Should the Seven Diseases Programme be expanded?
The supply of medicines to people suffering from rare diseases was discussed at a conference on the subsidised supply of drugs to elderly patients. The conference was opened in Kozelsk in Kaluga oblast by President Medvedev. According to the Kremlin website, the topics discussed included the provision of medicines to people living in small towns and rural settlements, how to improve state procurement of drugs, etc. The President called on the regions to more actively use the possibility of selling drugs through local medical clinics, which has been made possible since 1 September.
The Minister of Health and Social Welfare, Tatiana Golikova, said in her speech that the ministry was willing to extend the period of validity of prescriptions for older people, which would relieve some of the burden on medical staff and means that pensioners and other vulnerable groups would not have to stand in line to get repeat prescriptions. The Minister said that this could be done by direct payments to pharmacies for the cost of subsidised medicines, including those for pensioners. She said that this system could be introduced from 2012, rather than including the costs in the state procurements for which the regions receive subsidies from the government (http://www.minzdravsoc.ru). The Minister also raised the possibility of direct delivery of medicines to the homes of elderly patients, a system already in operation in five regions. This could be done by specialised medico-social units.
President Medvedev supported the idea. He also reacted positively to a suggestion from the president of the All-Russian Society of Haemophiliacs, also co-chairman of the All-Russian Union of Patients’ Associations, Yuri Zhulyev, to extend the Seven Diseases Programme. Within this programme, at present eighteen medicines are paid for from the federal budget for people suffering from illnesses such as haemophilia, cystic fibrosis, dwarfism, Gaucher’s disease, myelogenous disease, multiple sclerosis, and following organ or tissue transplants. At present about 80,000 patients are cared for in this way, while in reality about 1.5 mn Russians suffer from rare diseases.

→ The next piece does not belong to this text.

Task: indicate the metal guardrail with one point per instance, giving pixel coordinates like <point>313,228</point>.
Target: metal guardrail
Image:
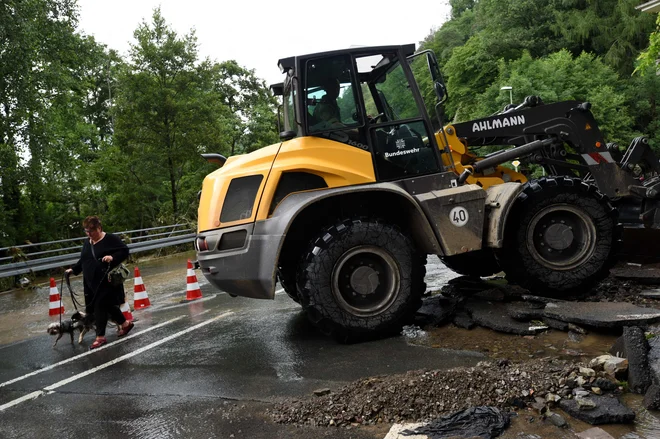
<point>147,243</point>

The General Director of the Association of Russian Pharmaceutical Producers (ARFP), Viktor Dmitriev, considered that to provide medicines in this way to these categories of patients, a step by step reform programme for supply of medicines needs to be implemented. It should, in the General Director’s opinion, start with expansion of the programme for treatment of high cost diseases in accordance with the practice in European countries, and next, to provide drugs to patients in relevant groups, including invalids categories 1 to 3, non-working pensioners, and children up to eighteen years, from government budgets at different levels. The third stage would be to ensure that equal access to the programme is provided for patients in employment, based on a system of reimbursement by health insurance. President Medvedev said that the debate on provision of medicines to the population would continue at the forthcoming session of the State Council.